Score Ranges and Quality Tiers

Below 80: Commodity coffee. This includes the majority of coffee produced globally and covers most supermarket blends and large commercial brands. These coffees may be perfectly drinkable but do not meet specialty standards.

80–84.99: Entry-level specialty. Coffee that qualifies as specialty by SCA standards but represents the lower end of the tier. Many good single-origin coffees from solid farms land here.

85–89.99: High-end specialty. The coffees you find at serious independent roasters, often accompanied by detailed processing notes and named producers. At this range, distinctive terroir and processing characteristics become clearly apparent.

90+: Outstanding. Less than 1% of global coffee production reaches this range. These are the coffees that appear in competitions, sell at auction for extraordinary prices, and often define what a particular origin or variety is capable of.

Why the Same Coffee Scores Differently Between Cuppers

Despite the standardization, cupping scores are not perfectly objective measurements. Two trained Q-graders evaluating the same coffee may score it differently by 1–3 points, sometimes more. Several factors drive this variation.

Sensory thresholds differ between individuals. Some tasters are more sensitive to certain acids; others perceive bitterness differently. The same compound at the same concentration may register clearly to one cupper and barely at all to another.

Calibration drift occurs over time and across contexts. A cupper who has spent the morning evaluating high-scoring Ethiopians may unconsciously recalibrate their baseline upward, scoring a solid Guatemala lower than they would have first thing in the morning.

Vocabulary and category weighting vary despite the standardized form. Different tasters bring different frameworks for how much weight to place on body versus complexity versus acidity when assigning scores.

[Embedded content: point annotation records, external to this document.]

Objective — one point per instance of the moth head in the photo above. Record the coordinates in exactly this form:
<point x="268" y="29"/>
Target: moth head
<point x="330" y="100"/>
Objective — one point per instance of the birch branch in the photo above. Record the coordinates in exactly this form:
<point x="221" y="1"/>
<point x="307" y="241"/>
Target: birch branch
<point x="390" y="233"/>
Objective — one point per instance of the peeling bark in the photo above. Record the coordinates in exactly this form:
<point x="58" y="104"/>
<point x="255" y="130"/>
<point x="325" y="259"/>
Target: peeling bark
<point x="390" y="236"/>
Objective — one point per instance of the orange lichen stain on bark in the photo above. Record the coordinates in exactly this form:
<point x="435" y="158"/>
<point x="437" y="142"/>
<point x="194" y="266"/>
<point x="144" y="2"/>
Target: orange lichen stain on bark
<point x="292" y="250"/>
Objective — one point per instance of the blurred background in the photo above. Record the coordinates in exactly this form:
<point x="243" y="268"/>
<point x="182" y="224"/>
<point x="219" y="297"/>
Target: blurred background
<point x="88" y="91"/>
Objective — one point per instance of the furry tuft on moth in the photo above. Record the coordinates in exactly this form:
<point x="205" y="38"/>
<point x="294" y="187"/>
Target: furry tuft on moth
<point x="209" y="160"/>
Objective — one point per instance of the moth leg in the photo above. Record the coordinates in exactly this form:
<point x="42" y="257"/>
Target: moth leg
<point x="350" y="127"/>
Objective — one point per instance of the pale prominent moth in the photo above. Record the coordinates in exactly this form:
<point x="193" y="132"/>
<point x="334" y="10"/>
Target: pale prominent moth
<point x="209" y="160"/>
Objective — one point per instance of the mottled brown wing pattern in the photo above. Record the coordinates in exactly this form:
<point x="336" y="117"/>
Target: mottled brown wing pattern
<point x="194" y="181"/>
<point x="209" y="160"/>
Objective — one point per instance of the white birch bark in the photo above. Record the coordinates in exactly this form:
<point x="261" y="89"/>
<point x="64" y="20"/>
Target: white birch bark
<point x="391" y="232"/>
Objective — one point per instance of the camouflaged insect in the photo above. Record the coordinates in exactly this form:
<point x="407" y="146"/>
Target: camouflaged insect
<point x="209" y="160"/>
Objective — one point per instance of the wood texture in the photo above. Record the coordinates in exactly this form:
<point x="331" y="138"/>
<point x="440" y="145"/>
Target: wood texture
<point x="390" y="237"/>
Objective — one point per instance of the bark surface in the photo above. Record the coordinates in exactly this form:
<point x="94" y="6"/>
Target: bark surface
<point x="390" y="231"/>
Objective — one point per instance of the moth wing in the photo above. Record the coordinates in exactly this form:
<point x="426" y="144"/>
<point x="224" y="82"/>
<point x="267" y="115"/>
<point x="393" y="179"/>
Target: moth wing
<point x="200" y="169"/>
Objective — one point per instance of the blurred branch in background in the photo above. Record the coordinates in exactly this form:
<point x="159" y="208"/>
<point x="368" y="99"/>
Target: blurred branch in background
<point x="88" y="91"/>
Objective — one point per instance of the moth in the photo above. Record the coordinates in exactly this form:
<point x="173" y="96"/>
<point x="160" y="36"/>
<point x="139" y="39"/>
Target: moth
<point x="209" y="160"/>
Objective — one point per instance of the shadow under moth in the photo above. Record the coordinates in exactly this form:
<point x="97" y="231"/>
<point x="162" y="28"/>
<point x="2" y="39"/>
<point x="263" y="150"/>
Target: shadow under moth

This is why professional coffee buying involves multiple cuppers evaluating the same sample and averaging the scores — and why ongoing calibration exercises, where a group of tasters scores the same reference coffees together and discusses discrepancies, are a routine part of professional quality evaluation. The number on the sheet is meaningful, but it is best understood as a calibrated estimate rather than a precise measurement.